Mostly because it’s typically unnecessary given that reference-based classification should yield a similar result without being subjected to potential biases introduced during the integration process.
SingleR (and presumably Seurat, I don’t know as I don’t use it) uses a reference dataset and asks “Which reference sample’s expression profile is this cell’s counts most similar to?”. And then labels appropriately, assuming the answer to that question is relatively clear – SingleR will refuse to label cells that are very ambiguously scored. In most cases with SingleR, you can ignore any potential batch effects since the question is all relative, assuming you’re willing to make the assumption that any effect applies to all cell types relatively similarly. In Seurat’s method, it’s not really clear to me whether the integrated counts that have been adjusted are being used, but I’m assuming so.

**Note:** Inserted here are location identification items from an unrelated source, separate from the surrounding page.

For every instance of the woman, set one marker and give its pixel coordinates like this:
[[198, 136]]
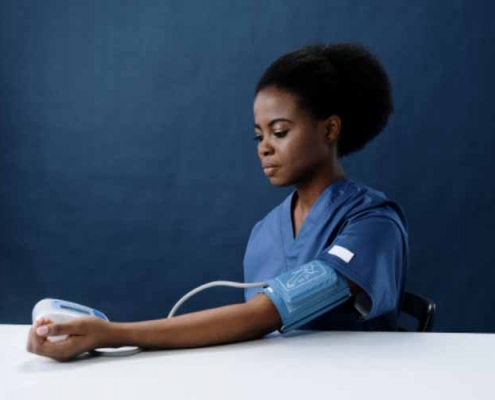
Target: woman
[[312, 107]]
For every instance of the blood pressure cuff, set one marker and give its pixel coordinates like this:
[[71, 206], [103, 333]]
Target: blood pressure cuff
[[306, 292]]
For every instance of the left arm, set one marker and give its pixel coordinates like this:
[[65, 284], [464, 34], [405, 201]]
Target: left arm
[[228, 324]]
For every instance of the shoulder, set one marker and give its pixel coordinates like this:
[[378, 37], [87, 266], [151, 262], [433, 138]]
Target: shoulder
[[367, 202], [270, 220]]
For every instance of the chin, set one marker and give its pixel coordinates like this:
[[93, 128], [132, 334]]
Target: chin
[[279, 182]]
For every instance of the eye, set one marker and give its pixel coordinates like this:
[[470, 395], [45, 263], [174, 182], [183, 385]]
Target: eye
[[281, 134]]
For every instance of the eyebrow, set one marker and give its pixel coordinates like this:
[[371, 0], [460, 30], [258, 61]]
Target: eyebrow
[[274, 121]]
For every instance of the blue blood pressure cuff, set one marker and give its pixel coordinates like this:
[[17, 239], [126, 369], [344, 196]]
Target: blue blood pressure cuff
[[306, 292]]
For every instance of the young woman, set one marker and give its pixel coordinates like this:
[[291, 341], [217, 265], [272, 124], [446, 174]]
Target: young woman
[[312, 107]]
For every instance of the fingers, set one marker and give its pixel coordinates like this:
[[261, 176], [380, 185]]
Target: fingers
[[46, 329], [77, 342]]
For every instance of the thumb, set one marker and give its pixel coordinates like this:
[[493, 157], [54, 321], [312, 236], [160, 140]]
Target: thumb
[[66, 328]]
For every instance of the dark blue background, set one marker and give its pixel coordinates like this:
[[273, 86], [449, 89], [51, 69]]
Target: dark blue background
[[128, 173]]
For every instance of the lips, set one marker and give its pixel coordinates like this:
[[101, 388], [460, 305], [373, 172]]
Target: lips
[[269, 168]]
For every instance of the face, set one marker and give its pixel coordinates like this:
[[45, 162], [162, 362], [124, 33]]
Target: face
[[293, 146]]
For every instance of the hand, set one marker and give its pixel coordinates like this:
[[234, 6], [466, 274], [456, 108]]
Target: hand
[[84, 334]]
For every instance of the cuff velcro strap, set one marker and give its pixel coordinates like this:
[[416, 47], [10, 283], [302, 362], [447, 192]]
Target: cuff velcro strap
[[306, 292]]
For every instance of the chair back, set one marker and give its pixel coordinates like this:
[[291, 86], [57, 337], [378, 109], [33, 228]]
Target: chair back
[[420, 308]]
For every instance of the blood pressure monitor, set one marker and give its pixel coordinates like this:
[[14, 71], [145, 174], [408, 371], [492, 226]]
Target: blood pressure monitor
[[59, 311]]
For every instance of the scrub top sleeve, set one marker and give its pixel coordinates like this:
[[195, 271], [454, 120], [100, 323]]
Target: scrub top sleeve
[[370, 252]]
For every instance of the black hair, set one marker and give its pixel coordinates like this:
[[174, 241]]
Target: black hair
[[343, 79]]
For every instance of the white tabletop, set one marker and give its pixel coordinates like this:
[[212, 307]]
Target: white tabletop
[[329, 365]]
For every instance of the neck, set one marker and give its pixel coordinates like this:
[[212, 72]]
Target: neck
[[308, 192]]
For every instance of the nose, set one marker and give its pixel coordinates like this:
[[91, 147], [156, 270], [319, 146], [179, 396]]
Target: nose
[[265, 148]]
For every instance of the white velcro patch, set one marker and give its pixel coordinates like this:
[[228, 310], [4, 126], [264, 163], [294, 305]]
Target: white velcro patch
[[342, 253]]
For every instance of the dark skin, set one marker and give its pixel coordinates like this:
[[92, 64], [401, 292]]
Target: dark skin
[[296, 149]]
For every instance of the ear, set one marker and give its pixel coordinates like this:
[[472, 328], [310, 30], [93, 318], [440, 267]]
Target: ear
[[333, 125]]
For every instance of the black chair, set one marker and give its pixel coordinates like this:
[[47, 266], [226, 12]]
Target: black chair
[[420, 308]]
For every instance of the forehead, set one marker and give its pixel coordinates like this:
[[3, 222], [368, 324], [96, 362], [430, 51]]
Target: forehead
[[273, 103]]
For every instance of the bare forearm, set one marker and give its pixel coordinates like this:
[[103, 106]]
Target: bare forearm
[[227, 324]]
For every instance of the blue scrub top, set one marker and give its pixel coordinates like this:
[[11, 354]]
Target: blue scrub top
[[359, 232]]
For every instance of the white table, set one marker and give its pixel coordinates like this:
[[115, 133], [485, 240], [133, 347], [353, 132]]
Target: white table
[[316, 365]]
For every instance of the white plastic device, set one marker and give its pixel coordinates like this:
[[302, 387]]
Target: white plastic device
[[59, 311]]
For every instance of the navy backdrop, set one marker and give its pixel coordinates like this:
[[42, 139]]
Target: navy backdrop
[[128, 173]]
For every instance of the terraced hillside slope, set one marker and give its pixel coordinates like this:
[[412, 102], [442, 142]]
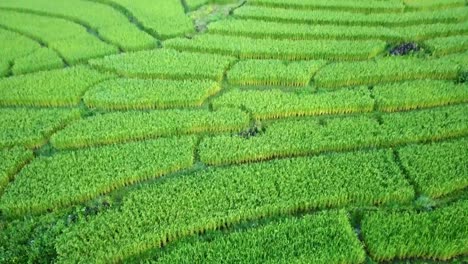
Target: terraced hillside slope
[[224, 131]]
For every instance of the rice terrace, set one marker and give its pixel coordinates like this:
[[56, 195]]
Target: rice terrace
[[233, 131]]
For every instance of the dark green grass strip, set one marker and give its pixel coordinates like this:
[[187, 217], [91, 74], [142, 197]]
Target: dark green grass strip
[[321, 238], [206, 200], [440, 234], [67, 178], [303, 137], [439, 168]]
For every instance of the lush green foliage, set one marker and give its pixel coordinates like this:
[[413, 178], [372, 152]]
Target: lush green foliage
[[277, 30], [443, 46], [273, 72], [136, 125], [11, 160], [278, 104], [321, 238], [384, 70], [32, 127], [300, 137], [48, 183], [418, 94], [71, 40], [63, 87], [439, 234], [165, 63], [147, 94], [437, 169], [152, 216], [348, 5], [111, 25], [250, 48], [319, 16]]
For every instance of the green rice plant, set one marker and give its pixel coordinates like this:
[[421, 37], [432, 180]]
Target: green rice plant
[[419, 33], [391, 69], [111, 25], [300, 137], [166, 63], [326, 237], [32, 127], [63, 87], [249, 48], [447, 45], [125, 94], [71, 40], [118, 127], [41, 59], [433, 4], [418, 94], [437, 169], [11, 161], [72, 177], [217, 197], [440, 234], [279, 30], [166, 19], [273, 72], [277, 104], [347, 5], [321, 17]]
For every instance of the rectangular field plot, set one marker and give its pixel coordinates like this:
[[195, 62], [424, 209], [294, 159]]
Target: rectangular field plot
[[277, 104], [321, 238], [72, 177], [273, 72], [118, 127], [250, 48], [418, 94], [440, 234], [165, 63], [439, 168], [123, 94], [310, 136], [151, 216], [32, 127], [63, 87]]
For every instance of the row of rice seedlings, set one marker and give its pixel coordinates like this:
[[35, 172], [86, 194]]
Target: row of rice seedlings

Your method is doing much the same in a more manual way, but making the assumption that all clusters are homogenous cell types, which may or may not be true. Additionally, integration methods have the rather unfortunate side effect of cramming populations together whether they’re actually biologically similar or not – they often need parameter tweaks to actually preserve unique populations in my experience. Reciprocal PCA methods (which Seurat supports) are generally more conservative and have a softer touch, so you could consider trying that if you feel this may be occurring.
I can’t speak to why your dataset may not be performing well with Seurat’s methods, though the main concern off the top of my head is that your query dataset contains cell types not found in the reference dataset. In such cases, those cells may still be labeled, just incorrectly. I don’t know if you can get the full score matrix out of Seurat for each cell and potential label, but if so, a closer look at that could indicate which cell types are really causing issues in your data.